On the blockchain, there has been an explosion of new forms of financial products known as decentralized finance (DeFi). Elastic supply tokens are a relatively new and lesser-known idea in the DeFi space.

The supply of these tokens is algorithmically modified in smart contracts through a mechanism known as rebases. Elastic supply tokens are also known as rebase tokens because of this.

When tokens are priced above or below the target price, supply changes (rebases) occur, essentially expanding or contracting their supply.

Elastic Supply Token

Elastic supply tokens are assets whose supply is determined by their price and fluctuates accordingly.

The total token supply of an elastic supply project is basically adjustable. Rebases change the total token supply of a specific crypto project on a regular basis.

Let's assume you have one XYZ coin that is currently worth $1. You will have two XYZ coins tomorrow.
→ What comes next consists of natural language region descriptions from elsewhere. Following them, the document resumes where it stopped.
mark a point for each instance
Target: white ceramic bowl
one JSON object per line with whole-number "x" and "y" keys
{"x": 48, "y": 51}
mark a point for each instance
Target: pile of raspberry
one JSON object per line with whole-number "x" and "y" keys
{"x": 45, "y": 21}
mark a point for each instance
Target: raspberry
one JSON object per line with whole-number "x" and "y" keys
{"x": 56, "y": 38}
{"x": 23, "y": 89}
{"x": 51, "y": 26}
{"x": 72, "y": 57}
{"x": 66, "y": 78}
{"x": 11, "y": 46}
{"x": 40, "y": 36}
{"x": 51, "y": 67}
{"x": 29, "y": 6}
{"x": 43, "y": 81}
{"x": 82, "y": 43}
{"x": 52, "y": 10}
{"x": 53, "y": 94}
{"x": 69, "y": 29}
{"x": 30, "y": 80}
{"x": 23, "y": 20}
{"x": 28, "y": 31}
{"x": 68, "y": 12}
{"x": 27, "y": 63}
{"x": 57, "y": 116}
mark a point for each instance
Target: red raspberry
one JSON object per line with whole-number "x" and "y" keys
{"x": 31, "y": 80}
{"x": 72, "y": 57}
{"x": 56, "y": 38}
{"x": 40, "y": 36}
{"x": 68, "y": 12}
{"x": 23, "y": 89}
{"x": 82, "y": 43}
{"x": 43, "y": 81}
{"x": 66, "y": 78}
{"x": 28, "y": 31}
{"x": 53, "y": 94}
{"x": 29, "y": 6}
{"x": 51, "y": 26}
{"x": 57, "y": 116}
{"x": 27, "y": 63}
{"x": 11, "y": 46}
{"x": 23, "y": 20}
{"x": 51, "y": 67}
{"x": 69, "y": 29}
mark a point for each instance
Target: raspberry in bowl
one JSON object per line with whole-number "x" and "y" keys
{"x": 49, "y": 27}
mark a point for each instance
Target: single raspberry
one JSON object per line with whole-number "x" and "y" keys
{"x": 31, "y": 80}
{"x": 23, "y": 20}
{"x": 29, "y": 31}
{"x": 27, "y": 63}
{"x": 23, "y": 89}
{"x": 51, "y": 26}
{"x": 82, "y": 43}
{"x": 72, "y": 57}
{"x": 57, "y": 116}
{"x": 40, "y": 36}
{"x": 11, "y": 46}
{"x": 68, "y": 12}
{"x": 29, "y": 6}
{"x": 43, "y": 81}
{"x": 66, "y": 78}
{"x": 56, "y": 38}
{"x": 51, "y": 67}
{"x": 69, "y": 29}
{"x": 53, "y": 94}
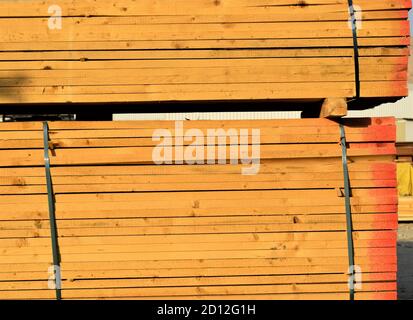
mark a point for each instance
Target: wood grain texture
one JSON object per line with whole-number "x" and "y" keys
{"x": 131, "y": 229}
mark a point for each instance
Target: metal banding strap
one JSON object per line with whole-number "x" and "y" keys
{"x": 355, "y": 46}
{"x": 52, "y": 216}
{"x": 349, "y": 222}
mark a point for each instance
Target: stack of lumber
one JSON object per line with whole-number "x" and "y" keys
{"x": 200, "y": 50}
{"x": 130, "y": 229}
{"x": 406, "y": 209}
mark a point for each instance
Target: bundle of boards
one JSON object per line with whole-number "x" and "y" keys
{"x": 201, "y": 50}
{"x": 130, "y": 229}
{"x": 405, "y": 209}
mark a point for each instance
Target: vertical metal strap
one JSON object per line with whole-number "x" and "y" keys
{"x": 349, "y": 222}
{"x": 52, "y": 217}
{"x": 355, "y": 47}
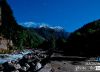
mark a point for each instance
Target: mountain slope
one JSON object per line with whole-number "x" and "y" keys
{"x": 9, "y": 29}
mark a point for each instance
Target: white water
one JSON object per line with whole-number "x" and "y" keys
{"x": 9, "y": 57}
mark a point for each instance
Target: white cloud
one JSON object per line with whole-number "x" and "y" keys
{"x": 40, "y": 25}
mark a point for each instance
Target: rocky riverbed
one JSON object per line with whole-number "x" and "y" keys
{"x": 41, "y": 61}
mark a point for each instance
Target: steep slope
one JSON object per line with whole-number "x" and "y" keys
{"x": 55, "y": 38}
{"x": 9, "y": 29}
{"x": 85, "y": 41}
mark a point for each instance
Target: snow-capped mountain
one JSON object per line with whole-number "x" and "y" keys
{"x": 41, "y": 25}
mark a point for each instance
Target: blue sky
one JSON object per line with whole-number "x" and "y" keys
{"x": 69, "y": 14}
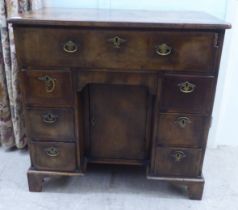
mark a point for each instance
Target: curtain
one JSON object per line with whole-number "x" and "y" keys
{"x": 12, "y": 128}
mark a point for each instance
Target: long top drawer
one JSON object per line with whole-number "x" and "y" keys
{"x": 116, "y": 49}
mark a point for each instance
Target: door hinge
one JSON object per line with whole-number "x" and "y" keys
{"x": 216, "y": 40}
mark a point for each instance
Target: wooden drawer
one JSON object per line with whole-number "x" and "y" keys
{"x": 116, "y": 49}
{"x": 184, "y": 130}
{"x": 53, "y": 156}
{"x": 47, "y": 88}
{"x": 177, "y": 162}
{"x": 191, "y": 94}
{"x": 45, "y": 123}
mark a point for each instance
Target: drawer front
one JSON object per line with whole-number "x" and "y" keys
{"x": 177, "y": 162}
{"x": 182, "y": 130}
{"x": 191, "y": 94}
{"x": 45, "y": 124}
{"x": 53, "y": 156}
{"x": 155, "y": 50}
{"x": 47, "y": 88}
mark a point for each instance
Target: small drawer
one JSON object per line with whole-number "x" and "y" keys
{"x": 189, "y": 94}
{"x": 45, "y": 124}
{"x": 53, "y": 156}
{"x": 117, "y": 49}
{"x": 177, "y": 162}
{"x": 184, "y": 130}
{"x": 47, "y": 88}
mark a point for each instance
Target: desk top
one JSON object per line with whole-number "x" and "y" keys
{"x": 119, "y": 18}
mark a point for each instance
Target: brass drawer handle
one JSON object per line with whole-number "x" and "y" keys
{"x": 178, "y": 155}
{"x": 163, "y": 49}
{"x": 116, "y": 41}
{"x": 186, "y": 87}
{"x": 70, "y": 47}
{"x": 49, "y": 118}
{"x": 49, "y": 83}
{"x": 52, "y": 151}
{"x": 183, "y": 121}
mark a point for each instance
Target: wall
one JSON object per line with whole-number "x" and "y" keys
{"x": 225, "y": 124}
{"x": 215, "y": 7}
{"x": 225, "y": 114}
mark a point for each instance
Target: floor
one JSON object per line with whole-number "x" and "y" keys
{"x": 113, "y": 188}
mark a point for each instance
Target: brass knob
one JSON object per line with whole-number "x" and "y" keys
{"x": 70, "y": 47}
{"x": 183, "y": 121}
{"x": 49, "y": 118}
{"x": 49, "y": 83}
{"x": 52, "y": 151}
{"x": 186, "y": 87}
{"x": 163, "y": 49}
{"x": 178, "y": 155}
{"x": 116, "y": 41}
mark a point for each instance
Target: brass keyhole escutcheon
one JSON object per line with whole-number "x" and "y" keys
{"x": 70, "y": 47}
{"x": 163, "y": 49}
{"x": 186, "y": 87}
{"x": 49, "y": 83}
{"x": 116, "y": 41}
{"x": 49, "y": 118}
{"x": 183, "y": 121}
{"x": 178, "y": 156}
{"x": 52, "y": 151}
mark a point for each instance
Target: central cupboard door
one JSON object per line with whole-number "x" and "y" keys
{"x": 118, "y": 122}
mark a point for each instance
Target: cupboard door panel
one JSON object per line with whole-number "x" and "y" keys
{"x": 118, "y": 117}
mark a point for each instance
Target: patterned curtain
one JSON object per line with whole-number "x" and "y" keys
{"x": 12, "y": 128}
Rebasing, on the other hand, has reduced the value of each coin to half of what it was yesterday ($0.5).

What are the benefits of using elastic supply tokens?

The basic idea behind this principle is that supply changes ensure that the value of these tokens remains constant.

Because of their ability to keep the value constant, elastic supply tokens are also compared to stablecoins. There are, however, some significant variations between the two.

Stablecoins are based on the fixed exchange rate theory, which holds the coin price stable by pegging it to another physical commodity.

Elastic supply tokens, on the other hand, use a time-varying token supply to achieve a target price.

Elastic supply tokens, unlike stablecoins, do not attempt to remove uncertainty. Instead, they want to minimize it to the point that the token's intended value is realized.

The overall supply of the project is balanced so that as the price rises, so does the supply. The value of each token decreases as the supply grows.

Similarly, when the price of a project is reduced, the overall supply of the project is reduced in order to raise the price. As you can see, the project's total token supply is guided by the same demand and supply logic.

Are there any risks associated with tokens with an elastic supply?

Investing in tokens with a fluctuating price can be dangerous. The odds of losing money are higher with elastic supply tokens. Sure, this will help you increase your profits, but it can also help you increase your losses. If rebases happen when the token price is falling, you will not only lose money, but you will also own less and less tokens after each rebase!

Another explanation why investing in elastic supply tokens may be risky is that they are an experimental asset, which means there is a higher probability that projects' smart contract code would contain bugs.

Final words

Despite their infancy, elastic supply token projects are gaining traction and can open up new use cases in the DeFi room. In the future, tokens with elastic values may be a viable alternative to stablecoins.